---
id: "question-quantifying-competitive-gap-cost"
type: "open-question"
source_timestamps: ["§ Type 1: Competitive Parity"]
tags: ["metrics", "risk-assessment"]
related: ["concept-competitive-parity-investment"]
resolutionPath: "Developing standardized risk-modeling frameworks that isolate the impact of specific missing technological capabilities on customer retention and market share."
sources: ["spine"]
sourceVaultSlug: "hbr-seg-spine"
originDay: 1
articleStem: "hbr-edu-47-5-types-ai-investment"
sourceUrl: "https://hbr.org/2026/06/the-5-types-of-ai-investment-and-how-to-capture-their-value"
sourceTitle: "The 5 Types of AI Investment–and How to Capture Their Value"
---
# How do organizations accurately quantify 'competitive gap cost'?

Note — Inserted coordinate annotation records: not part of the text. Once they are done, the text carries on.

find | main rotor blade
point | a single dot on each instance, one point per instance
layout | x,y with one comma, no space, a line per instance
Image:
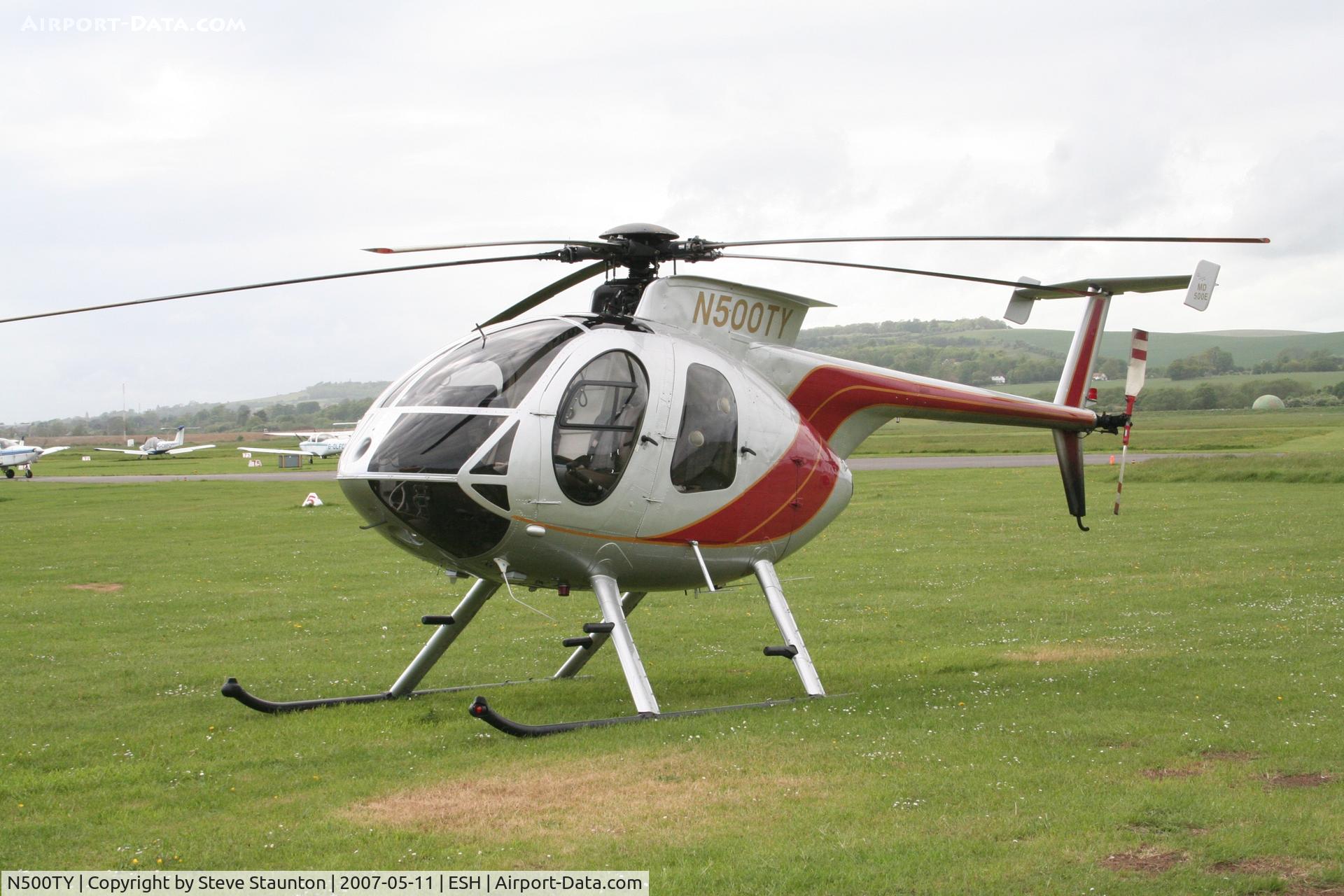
519,242
902,270
999,239
547,292
280,282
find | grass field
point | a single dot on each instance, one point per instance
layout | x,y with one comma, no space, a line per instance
1292,430
1149,707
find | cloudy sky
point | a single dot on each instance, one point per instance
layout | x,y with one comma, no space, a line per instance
151,148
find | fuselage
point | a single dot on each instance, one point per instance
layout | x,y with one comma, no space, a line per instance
324,445
15,453
667,450
610,449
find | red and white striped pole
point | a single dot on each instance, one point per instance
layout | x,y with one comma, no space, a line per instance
1133,382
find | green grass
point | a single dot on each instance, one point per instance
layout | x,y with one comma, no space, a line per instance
226,458
1025,700
1291,430
1166,348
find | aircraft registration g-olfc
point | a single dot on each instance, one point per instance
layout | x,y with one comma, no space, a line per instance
670,438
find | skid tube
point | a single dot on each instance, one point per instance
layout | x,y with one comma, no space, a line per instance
482,710
251,700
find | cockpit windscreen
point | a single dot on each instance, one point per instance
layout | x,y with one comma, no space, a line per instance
492,371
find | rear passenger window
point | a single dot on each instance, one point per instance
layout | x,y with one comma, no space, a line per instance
706,454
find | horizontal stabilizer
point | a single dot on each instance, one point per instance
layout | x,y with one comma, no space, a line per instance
1112,285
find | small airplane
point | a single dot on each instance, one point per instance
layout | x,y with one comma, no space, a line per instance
671,438
312,445
155,447
15,454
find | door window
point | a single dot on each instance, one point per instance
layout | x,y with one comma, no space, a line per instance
597,426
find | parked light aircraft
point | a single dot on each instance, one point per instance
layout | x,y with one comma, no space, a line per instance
15,454
155,447
312,445
671,438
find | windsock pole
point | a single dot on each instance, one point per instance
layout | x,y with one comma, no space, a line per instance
1133,382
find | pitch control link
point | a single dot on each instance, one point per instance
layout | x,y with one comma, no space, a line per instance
482,710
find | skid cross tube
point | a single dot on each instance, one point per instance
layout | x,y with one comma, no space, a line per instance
405,685
251,700
581,656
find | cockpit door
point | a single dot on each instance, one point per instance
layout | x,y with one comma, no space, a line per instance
601,422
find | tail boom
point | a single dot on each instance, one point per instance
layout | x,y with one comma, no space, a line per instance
847,402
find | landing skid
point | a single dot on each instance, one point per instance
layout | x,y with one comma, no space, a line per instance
482,710
251,700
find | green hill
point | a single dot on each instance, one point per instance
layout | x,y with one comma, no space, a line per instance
1246,347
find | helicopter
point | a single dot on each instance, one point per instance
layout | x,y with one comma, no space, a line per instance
671,438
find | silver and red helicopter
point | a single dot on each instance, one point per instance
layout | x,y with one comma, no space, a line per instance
671,438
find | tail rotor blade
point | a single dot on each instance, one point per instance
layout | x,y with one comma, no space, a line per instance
1133,383
547,292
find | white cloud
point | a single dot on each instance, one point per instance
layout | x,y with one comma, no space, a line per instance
139,164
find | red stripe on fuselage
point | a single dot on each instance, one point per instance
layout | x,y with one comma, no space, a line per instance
827,397
776,505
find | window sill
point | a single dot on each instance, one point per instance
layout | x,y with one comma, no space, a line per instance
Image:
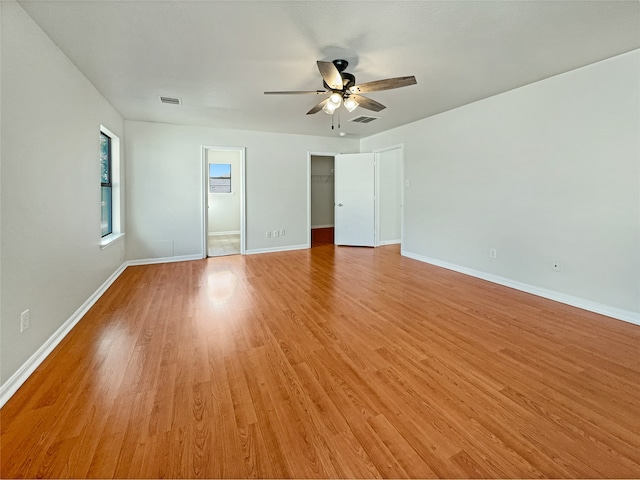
110,240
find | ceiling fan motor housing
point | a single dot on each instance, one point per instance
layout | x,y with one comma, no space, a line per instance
347,78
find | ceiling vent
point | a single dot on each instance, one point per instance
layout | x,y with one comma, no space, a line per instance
363,119
171,100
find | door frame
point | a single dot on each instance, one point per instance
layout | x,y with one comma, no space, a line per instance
205,195
309,155
377,153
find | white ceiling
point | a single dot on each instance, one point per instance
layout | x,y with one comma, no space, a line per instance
220,56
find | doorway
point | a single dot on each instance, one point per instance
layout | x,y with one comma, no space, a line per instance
224,198
390,197
322,190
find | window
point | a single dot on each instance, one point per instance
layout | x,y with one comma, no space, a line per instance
110,195
219,178
106,185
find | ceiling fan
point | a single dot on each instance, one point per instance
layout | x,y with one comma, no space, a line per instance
343,89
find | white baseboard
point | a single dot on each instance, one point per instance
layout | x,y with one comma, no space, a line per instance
276,249
16,380
595,307
151,261
217,234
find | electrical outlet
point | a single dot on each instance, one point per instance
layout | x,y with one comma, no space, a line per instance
24,321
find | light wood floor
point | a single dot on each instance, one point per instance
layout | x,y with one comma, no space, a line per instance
221,245
328,362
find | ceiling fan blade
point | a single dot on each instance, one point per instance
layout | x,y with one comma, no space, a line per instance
386,84
367,103
318,107
331,75
298,92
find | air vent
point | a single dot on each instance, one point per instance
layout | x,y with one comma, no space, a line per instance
363,119
171,100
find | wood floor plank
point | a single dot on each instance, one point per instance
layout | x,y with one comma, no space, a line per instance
332,362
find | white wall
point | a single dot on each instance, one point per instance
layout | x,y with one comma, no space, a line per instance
224,208
390,195
164,186
549,171
51,257
322,191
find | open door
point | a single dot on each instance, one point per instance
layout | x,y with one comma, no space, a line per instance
355,199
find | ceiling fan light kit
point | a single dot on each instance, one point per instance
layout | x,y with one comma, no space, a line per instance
344,90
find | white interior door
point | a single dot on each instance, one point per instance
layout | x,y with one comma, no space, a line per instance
355,199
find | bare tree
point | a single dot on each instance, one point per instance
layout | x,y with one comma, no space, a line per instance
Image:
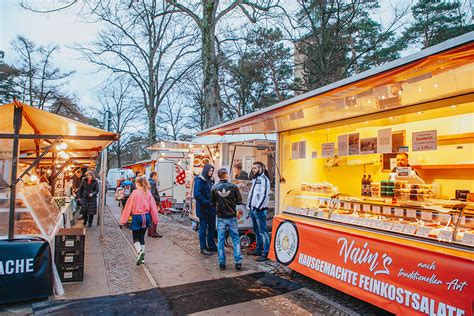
173,119
144,41
117,97
207,15
40,80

**Open question.** For [[concept-competitive-parity-investment|Type 1]] investments, the author recommends measuring the *competitive gap cost* — the customer churn, market-share erosion, or talent flight that would result from falling behind peers. But the text provides no methodology for **isolating the lack of an AI tool as the definitive cause** of these lagging indicators in complex, multi-variable markets.

**Resolution path.** Developing standardized risk-modeling frameworks that isolate the impact of a specific missing technological capability on customer retention and market share. Until then, competitive gap cost remains a directionally useful but hard-to-audit metric.